IREN announced it had doubled its AI Cloud capacity to 23 k GPUs with a $674 million order of NVIDIA B300s, B200s and AMD MI350Xs, aiming for more than $500 million in annualized run-rate revenue by Q1 2026. The surge in pre-contracted demand put the Prince George campus build-out in focus and briefly attracted bullish coverage with a Buy at Arete (target $78), but momentum reversed later in the week as JPMorgan cut it to Underweight (target $24) and Jefferies dropped it to Hold on valuation concerns, sending the stock lower.

The stock ripped through the ATH and 1.5 IPOx but was clearly rejected at 49 (1.75 IPOx) and reversed amid the downgrade-driven bearish tape, closing pennies below 42. That level seems to act as a magnet for now, and whichever side wins there will likely set the direction of the next move.

OPEN -7.94% 1W

Opendoor slid early in the week after AI LiquidRE filed to sell 11.3 million shares and Access Industries confirmed its active stake had dropped to 2.38%, weighing on sentiment around the stock. The mood flipped by mid-week when Jane Street disclosed a 5.9% passive stake after the close, sparking a rebound and putting fresh attention on liquidity dynamics and the potential for re-entries at lower floats.

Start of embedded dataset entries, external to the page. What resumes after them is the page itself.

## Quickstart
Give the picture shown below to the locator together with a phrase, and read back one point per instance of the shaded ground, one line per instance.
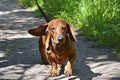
(20, 58)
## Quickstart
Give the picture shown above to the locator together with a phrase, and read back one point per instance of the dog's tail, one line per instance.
(42, 12)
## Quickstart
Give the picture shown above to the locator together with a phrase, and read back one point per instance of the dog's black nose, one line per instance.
(60, 38)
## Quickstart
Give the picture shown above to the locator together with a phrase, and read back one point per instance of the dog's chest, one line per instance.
(60, 59)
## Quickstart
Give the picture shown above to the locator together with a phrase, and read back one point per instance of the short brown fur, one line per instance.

The stock dipped below the key 7.50 support area, forcing some liquidations that made the trade leaner and potentially reignited momentum. The area was quickly reclaimed with a clean backtest the following session. Reactions to this zone are worth watching if additional backtests occur, along with any potential breakout above the previously mentioned 10.75 key resistance area.

LAC +94.77% 1W

Lithium Americas rocketed after a Reuters report said the Trump administration is seeking up to a 10% equity stake in the company while renegotiating terms of its $2.26 billion Energy Department loan for the Thacker Pass project with GM. The news put lithium names in the spotlight as Washington moves to secure a domestic supply chain and lessen reliance on China. Despite the surge, TD Cowen cut LAC to Hold with a $5 target, highlighting valuation concerns amid the frenzy.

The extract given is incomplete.